En comptabilité en partie double, un livre des opérations diverses, appelées O.D. pour les intimes, complètera les 3 livres (achats/ventes/paiements) déjà utilisés en comptabilité simplifiée. Dans celui-ci, on enregistrera par exemple les écritures de salaires sur base des fiches de rémunération ou les amortissements sur base des tableaux d’amortissement. Les amortissements consistent en la perte de valeur des actifs immobilisés, c’est-à-dire des biens que l’entreprise détient pour les utiliser pendant plus d’une année.

Ce livre des opérations diverses permet en fait de se passer du livre des inventaires prévu dans la comptabilité simplifiée. Grâce à l’enregistrement des OD, l’entreprise ou son comptable sera capable de produire instantanément et aussi souvent que nécessaire le bilan de l’entreprise…

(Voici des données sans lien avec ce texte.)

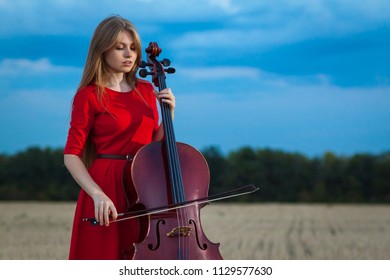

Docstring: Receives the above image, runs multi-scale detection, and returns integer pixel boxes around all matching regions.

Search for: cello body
[131,142,222,259]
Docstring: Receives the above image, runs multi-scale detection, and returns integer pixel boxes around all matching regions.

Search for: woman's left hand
[155,88,175,119]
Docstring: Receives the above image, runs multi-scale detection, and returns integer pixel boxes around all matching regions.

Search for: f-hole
[189,219,207,250]
[148,219,166,251]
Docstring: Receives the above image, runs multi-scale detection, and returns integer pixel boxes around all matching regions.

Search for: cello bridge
[166,226,191,237]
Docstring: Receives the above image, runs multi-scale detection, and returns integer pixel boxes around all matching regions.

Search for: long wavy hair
[78,15,143,167]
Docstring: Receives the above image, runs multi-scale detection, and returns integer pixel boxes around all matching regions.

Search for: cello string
[165,95,189,259]
[158,77,187,200]
[158,74,188,259]
[169,130,189,259]
[159,75,180,203]
[166,108,188,259]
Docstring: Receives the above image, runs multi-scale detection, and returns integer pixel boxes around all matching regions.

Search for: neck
[106,73,132,92]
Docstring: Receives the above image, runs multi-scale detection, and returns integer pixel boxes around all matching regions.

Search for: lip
[122,61,132,66]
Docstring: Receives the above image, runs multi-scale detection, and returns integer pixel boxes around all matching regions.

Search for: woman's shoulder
[136,79,154,92]
[72,84,99,107]
[74,84,98,100]
[76,84,97,96]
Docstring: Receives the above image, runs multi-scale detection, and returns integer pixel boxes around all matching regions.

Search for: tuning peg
[161,59,171,67]
[139,69,153,78]
[138,61,153,68]
[165,67,176,74]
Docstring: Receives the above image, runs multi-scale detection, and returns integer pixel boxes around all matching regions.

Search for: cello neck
[141,42,186,204]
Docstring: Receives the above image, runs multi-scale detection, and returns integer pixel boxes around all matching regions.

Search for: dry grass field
[0,202,389,260]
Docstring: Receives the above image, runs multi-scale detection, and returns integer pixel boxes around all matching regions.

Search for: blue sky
[0,0,389,157]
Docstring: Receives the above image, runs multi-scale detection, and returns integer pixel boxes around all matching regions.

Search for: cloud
[171,65,281,97]
[0,58,82,93]
[172,64,333,96]
[170,26,304,52]
[0,58,81,76]
[170,1,390,51]
[2,0,390,37]
[208,0,240,14]
[0,0,240,36]
[179,66,261,80]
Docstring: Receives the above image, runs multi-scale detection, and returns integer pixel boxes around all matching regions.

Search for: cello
[83,42,258,259]
[130,42,223,259]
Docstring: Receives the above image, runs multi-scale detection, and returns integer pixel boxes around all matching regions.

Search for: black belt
[97,154,133,161]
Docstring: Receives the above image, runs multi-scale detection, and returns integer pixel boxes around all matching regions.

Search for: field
[0,202,389,260]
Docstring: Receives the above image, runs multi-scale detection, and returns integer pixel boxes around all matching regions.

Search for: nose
[124,47,131,57]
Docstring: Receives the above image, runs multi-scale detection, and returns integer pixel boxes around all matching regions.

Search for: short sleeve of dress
[64,87,96,157]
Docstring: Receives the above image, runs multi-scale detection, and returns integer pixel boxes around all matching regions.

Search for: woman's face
[104,30,138,75]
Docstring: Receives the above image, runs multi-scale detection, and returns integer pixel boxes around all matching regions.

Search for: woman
[64,15,175,259]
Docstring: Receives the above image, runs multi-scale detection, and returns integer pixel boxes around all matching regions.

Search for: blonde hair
[79,15,143,167]
[78,15,142,98]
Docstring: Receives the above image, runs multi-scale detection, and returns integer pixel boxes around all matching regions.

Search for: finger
[160,94,175,101]
[160,88,171,95]
[158,93,170,100]
[158,89,174,99]
[99,203,104,226]
[161,98,175,109]
[104,205,110,227]
[94,205,99,224]
[110,205,118,221]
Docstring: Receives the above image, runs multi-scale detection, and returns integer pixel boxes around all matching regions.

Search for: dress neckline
[105,87,133,94]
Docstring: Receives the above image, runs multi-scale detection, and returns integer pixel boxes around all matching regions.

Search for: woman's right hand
[64,154,118,226]
[91,191,118,226]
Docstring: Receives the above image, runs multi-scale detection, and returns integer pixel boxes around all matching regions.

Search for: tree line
[0,146,389,203]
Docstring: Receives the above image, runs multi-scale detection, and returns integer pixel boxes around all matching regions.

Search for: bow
[83,184,259,225]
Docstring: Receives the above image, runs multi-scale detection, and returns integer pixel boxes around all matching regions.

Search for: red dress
[64,81,159,259]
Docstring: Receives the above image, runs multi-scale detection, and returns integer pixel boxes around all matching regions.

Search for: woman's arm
[64,154,118,226]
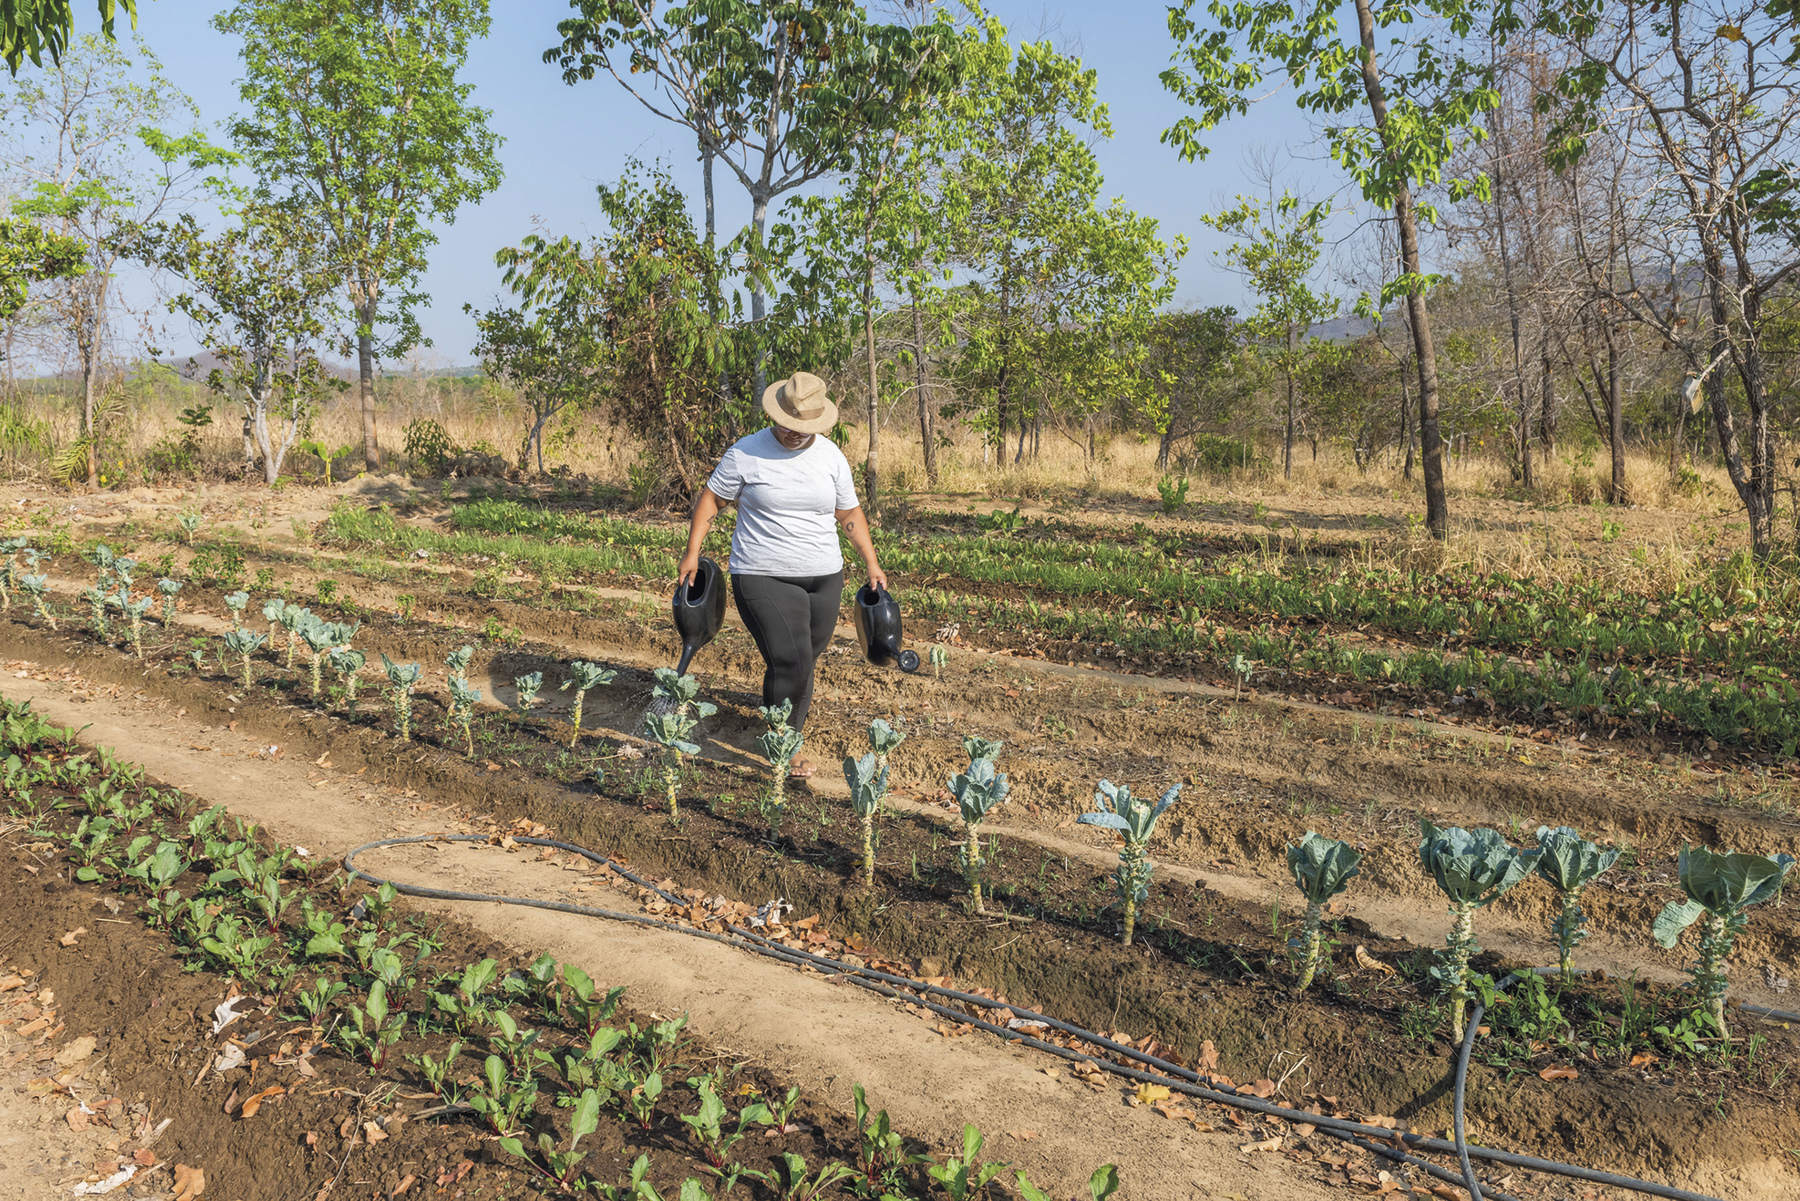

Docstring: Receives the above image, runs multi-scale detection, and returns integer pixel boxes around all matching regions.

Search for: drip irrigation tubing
[344,832,1757,1201]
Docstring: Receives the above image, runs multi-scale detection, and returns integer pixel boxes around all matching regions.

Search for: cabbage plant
[1080,781,1181,946]
[757,725,803,834]
[449,678,482,757]
[651,667,704,715]
[156,578,182,623]
[382,654,423,741]
[644,704,713,821]
[560,661,616,745]
[960,735,1002,765]
[1653,845,1795,1037]
[176,512,202,543]
[124,596,153,659]
[223,591,249,631]
[868,719,905,801]
[262,599,288,654]
[224,629,267,688]
[948,756,1010,914]
[298,616,339,699]
[1534,826,1621,983]
[328,648,366,711]
[844,752,888,886]
[1285,832,1363,991]
[446,644,474,687]
[513,671,544,721]
[277,604,313,668]
[82,586,110,638]
[20,574,53,628]
[929,644,948,679]
[1418,820,1541,1041]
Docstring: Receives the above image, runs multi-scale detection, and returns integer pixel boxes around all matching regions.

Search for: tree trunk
[1354,0,1446,539]
[357,294,380,472]
[911,264,937,485]
[1541,351,1556,458]
[1607,328,1625,504]
[703,144,735,443]
[1399,349,1414,480]
[863,264,880,512]
[1283,326,1296,480]
[749,188,771,401]
[1701,253,1772,556]
[81,349,97,490]
[242,410,258,480]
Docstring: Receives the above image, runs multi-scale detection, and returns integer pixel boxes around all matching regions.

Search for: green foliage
[1419,821,1540,1041]
[561,660,616,746]
[1653,845,1795,1036]
[843,751,888,886]
[1285,831,1362,991]
[948,755,1010,914]
[1156,474,1190,514]
[926,1124,1005,1201]
[1534,826,1621,983]
[1079,781,1180,945]
[381,654,422,741]
[513,670,544,719]
[402,417,459,475]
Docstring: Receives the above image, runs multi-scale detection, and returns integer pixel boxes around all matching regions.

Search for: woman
[677,370,887,777]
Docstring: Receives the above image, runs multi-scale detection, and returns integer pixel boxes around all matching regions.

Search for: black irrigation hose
[345,833,1725,1201]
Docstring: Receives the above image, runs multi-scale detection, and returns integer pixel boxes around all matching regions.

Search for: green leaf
[1653,899,1707,949]
[1287,831,1363,904]
[1089,1163,1122,1200]
[570,1088,601,1143]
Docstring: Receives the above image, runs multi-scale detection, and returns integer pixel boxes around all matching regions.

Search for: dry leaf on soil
[1132,1083,1171,1105]
[1354,946,1395,975]
[239,1086,285,1119]
[172,1164,204,1201]
[59,927,85,946]
[1197,1039,1220,1072]
[1539,1065,1579,1081]
[1239,1137,1283,1153]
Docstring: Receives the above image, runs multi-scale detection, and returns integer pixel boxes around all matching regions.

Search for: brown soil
[0,607,1794,1200]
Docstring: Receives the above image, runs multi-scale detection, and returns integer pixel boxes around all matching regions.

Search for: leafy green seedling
[1285,831,1363,991]
[501,1087,601,1190]
[445,643,473,686]
[651,666,703,715]
[156,577,182,623]
[844,753,888,886]
[1419,820,1542,1041]
[328,648,366,711]
[512,670,544,721]
[411,1041,465,1105]
[262,598,288,653]
[124,596,153,658]
[223,590,249,631]
[469,1052,537,1136]
[868,718,905,797]
[19,574,53,628]
[176,512,202,543]
[960,735,1002,764]
[929,643,947,679]
[644,676,715,820]
[948,756,1010,914]
[1017,1164,1121,1201]
[1080,781,1181,945]
[382,654,422,741]
[1231,652,1255,699]
[449,678,482,756]
[561,661,616,745]
[277,604,313,668]
[772,1151,854,1201]
[1654,845,1795,1038]
[297,615,340,699]
[926,1124,1006,1201]
[756,725,803,838]
[82,586,110,638]
[1534,826,1622,983]
[224,629,267,688]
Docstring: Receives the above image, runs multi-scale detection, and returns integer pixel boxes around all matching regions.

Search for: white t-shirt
[706,428,860,577]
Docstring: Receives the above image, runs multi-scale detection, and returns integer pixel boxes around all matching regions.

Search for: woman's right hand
[677,550,701,589]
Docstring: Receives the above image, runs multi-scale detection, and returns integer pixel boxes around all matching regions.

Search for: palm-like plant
[382,654,423,741]
[1419,821,1541,1042]
[156,578,183,624]
[224,629,267,688]
[1080,781,1181,946]
[449,678,482,757]
[560,662,616,746]
[948,756,1010,914]
[1534,826,1621,983]
[1654,845,1795,1037]
[1285,832,1363,991]
[844,753,889,886]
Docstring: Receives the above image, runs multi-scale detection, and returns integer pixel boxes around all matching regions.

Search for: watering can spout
[854,584,920,673]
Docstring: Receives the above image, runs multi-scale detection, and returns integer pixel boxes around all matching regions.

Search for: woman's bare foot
[789,757,817,779]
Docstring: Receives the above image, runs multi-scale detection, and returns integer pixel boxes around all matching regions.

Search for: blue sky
[121,1,1342,367]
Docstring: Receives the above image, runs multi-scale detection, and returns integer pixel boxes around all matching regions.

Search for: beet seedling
[1653,845,1795,1038]
[382,654,422,741]
[561,661,616,745]
[948,756,1010,914]
[224,629,267,688]
[449,678,482,756]
[926,1125,1006,1201]
[501,1087,601,1191]
[844,753,888,886]
[1080,781,1181,946]
[1419,820,1541,1042]
[1534,826,1622,983]
[1285,831,1363,991]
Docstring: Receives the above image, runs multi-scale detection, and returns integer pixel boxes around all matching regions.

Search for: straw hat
[761,370,838,436]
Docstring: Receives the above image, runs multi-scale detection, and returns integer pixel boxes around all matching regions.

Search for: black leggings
[732,570,842,732]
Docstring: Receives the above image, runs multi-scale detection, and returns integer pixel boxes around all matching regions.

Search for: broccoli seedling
[1080,781,1181,946]
[1285,831,1363,991]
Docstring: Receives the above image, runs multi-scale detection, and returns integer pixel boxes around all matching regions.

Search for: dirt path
[0,670,1348,1201]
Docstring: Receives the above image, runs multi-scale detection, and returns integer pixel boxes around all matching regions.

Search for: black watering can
[854,584,920,673]
[671,556,727,675]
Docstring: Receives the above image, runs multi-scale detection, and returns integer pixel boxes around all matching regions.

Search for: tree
[1144,305,1240,470]
[1,33,232,488]
[547,0,960,401]
[2,0,134,73]
[132,205,346,485]
[216,0,504,474]
[1532,0,1800,556]
[1165,0,1503,540]
[469,234,609,476]
[0,215,83,316]
[1203,189,1337,479]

Exemple: Enregistrement d’un achat

La même facture reçue pour un abonnement de téléphone désigne en fait, au moins 3 choses: une dette, un achat et une TVA. Elle sera enregistrée au minimum sur 3 lignes d’écriture dans le livre ou le journal des achats:

  • Une première ligne (au débit) indiquera la charge (montant HTVA) dans un compte 61xxx à choisir dans le plan comptable utilisé par l’entreprise
  • Une deuxième ligne (au débit) indiquera le montant de la TVA à récupérer sur la facture dans un compte 411xxx selon le plan comptable de l’entreprise
  • La troisième ligne (au crédit) indiquera la dette envers le fournisseur (montant TVA comprise) dans un compte 440xxx, le plus souvent ‘auxiliarisé’. Les programmes comptables partagent le plus souvent le compte 440xxx entre les différents fournisseurs de l’entreprise, les auxiliaires. Cela permet de rependre leurs données complètes (Nom, adresse, numéro de TVA…) dans une autre table/partie de la base de données.

Un en-tête complètera ces lignes d’écriture. Il reprendra les informations générales de celle-ci. On y retrouvera:

  • la date de la facture,
  • le numéro de la facture,
  • celui de l’écriture comptable et
  • toute autre information que le comptable ou le gestionnaire jugera utile, comme par exemple une description de l’opération (abonnement du mois MM).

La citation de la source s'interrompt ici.